Text 43 of 208 from volume: to jest już koniec
Author | |
Genre | poetry |
Form | blank verse |
Date added | 2020-09-09 |
Linguistic correctness | |
Text quality | |
Views | 1380 |
droga mleczna rozkłada ramiona
pomiędzy nami nie ma tajemnic
księżyc blady krąży zimny
w kosmosie czas płynie wolniej
na skróty też można
gwiazdy ich już nie ma
pozostało światło
aniołów skrzydła ptaki nad klifem
na fali myśli skłębione
maluję obraz o zapachu siana
choć łąki zielone nie skoszone
ciągniesz mnie za rękę by biec po zroszonej
jest ciemna noc czuję ciepło twego ciała
lećmy już
czasu mało pozostało do rana
ratings: perfect / excellent
Serdecznie :)
ratings: perfect / excellent
- ten najeżony pułapkami powrót do raju Itaki -
jest samotnym zmaganiem się z przeciwnościami losu, innym rodzajem Syzyfowej męki zawsze tylko pod górkę.

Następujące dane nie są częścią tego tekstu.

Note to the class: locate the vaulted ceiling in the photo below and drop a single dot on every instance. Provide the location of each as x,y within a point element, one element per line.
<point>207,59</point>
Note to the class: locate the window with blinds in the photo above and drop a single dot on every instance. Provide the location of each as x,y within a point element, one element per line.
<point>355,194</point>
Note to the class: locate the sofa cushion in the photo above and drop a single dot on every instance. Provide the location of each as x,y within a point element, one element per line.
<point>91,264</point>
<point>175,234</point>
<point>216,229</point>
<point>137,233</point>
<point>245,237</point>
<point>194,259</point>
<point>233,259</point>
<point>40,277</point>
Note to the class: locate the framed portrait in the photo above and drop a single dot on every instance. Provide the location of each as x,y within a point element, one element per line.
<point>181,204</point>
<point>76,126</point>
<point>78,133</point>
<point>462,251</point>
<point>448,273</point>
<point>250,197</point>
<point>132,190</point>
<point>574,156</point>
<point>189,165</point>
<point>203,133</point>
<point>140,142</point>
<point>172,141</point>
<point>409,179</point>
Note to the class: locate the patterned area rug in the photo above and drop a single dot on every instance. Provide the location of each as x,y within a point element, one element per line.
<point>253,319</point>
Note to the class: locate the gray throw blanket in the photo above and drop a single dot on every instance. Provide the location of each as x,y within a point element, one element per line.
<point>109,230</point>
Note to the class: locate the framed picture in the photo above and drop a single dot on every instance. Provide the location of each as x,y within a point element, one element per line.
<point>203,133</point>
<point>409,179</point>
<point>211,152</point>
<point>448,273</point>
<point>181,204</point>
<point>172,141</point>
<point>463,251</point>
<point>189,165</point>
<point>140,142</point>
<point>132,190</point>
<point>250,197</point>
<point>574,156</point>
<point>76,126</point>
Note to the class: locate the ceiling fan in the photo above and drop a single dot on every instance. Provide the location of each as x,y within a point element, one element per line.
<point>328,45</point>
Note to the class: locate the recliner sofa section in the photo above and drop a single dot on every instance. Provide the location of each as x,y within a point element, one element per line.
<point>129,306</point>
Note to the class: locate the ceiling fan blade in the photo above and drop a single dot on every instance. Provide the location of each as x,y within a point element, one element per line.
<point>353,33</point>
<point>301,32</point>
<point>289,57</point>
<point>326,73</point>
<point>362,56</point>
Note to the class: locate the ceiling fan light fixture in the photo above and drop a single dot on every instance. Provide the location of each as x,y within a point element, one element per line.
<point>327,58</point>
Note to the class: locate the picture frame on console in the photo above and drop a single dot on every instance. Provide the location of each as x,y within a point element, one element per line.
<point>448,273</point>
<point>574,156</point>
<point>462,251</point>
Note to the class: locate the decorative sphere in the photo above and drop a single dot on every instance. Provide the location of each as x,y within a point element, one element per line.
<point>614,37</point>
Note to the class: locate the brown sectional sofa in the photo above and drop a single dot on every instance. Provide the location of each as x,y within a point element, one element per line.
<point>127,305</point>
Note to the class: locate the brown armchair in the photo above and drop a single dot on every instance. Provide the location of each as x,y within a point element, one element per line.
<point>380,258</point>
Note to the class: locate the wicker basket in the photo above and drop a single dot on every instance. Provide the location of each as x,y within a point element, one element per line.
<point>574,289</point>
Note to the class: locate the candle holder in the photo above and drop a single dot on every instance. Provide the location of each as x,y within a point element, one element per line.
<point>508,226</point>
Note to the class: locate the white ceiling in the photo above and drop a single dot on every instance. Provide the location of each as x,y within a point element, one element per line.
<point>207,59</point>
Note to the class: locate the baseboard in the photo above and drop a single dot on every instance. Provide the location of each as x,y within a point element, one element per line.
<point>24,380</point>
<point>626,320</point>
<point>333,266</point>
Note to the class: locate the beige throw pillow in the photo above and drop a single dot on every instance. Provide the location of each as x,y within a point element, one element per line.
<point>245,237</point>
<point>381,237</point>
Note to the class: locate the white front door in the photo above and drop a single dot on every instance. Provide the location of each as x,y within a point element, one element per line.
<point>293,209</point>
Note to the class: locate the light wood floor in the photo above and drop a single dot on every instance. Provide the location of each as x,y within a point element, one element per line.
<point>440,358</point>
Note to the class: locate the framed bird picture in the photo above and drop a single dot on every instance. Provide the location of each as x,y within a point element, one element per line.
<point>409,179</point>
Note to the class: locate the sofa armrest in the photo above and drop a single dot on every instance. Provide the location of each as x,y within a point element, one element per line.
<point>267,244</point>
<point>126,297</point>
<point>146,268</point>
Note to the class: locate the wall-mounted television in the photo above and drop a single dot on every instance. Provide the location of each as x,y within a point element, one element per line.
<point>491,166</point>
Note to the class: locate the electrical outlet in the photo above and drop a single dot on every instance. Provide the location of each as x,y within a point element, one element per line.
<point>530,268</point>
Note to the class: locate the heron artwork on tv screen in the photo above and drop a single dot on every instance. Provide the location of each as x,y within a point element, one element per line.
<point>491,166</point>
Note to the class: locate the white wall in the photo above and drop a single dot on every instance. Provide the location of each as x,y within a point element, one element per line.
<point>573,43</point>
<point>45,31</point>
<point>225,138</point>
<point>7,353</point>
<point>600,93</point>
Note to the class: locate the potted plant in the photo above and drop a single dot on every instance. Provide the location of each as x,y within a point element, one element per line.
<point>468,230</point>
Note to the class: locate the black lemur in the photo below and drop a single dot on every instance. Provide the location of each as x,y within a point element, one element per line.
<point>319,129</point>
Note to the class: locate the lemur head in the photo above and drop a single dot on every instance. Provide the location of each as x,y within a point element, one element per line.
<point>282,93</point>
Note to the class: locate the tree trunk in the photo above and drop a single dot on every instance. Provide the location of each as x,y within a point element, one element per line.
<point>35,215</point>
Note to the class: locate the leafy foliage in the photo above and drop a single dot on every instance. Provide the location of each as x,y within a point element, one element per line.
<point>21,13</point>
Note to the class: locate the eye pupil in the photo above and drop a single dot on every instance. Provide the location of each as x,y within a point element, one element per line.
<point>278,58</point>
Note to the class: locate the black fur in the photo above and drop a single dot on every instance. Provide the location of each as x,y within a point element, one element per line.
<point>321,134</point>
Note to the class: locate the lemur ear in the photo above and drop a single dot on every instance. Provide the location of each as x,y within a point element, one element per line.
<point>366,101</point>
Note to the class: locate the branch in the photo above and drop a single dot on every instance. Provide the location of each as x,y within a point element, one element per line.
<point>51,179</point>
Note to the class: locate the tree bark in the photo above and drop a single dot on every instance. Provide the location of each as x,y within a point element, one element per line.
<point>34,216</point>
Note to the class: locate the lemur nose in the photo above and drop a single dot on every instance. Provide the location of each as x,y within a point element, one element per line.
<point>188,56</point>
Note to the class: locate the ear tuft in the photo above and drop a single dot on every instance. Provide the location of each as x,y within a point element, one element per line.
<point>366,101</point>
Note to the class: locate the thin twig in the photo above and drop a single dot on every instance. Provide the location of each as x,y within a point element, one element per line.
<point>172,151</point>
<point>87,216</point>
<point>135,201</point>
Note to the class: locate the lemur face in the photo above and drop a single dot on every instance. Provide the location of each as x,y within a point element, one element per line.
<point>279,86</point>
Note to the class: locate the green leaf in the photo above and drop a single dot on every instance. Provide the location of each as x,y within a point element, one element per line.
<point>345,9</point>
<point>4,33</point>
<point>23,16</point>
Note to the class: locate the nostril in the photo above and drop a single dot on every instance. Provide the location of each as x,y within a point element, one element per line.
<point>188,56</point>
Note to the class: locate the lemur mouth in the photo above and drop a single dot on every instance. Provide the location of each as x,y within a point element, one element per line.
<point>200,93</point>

Szczęśliwy, kto w blasku dawno umarłych gwiazd powrotną drogę tę /mleczną/ pokonywał/pokonuje z kimś jeszcze
- tej krzywej skokowej zawsze tylko pod górkę -
zdeterminowane przez gwiazdy naszego znaku Zodiaku
to ten 4. nasz /przez nas "dorobiony"/ ludzki wymiar
- w 3. tysiącleciu n.e.?? -
ma się naprawdę dobrze.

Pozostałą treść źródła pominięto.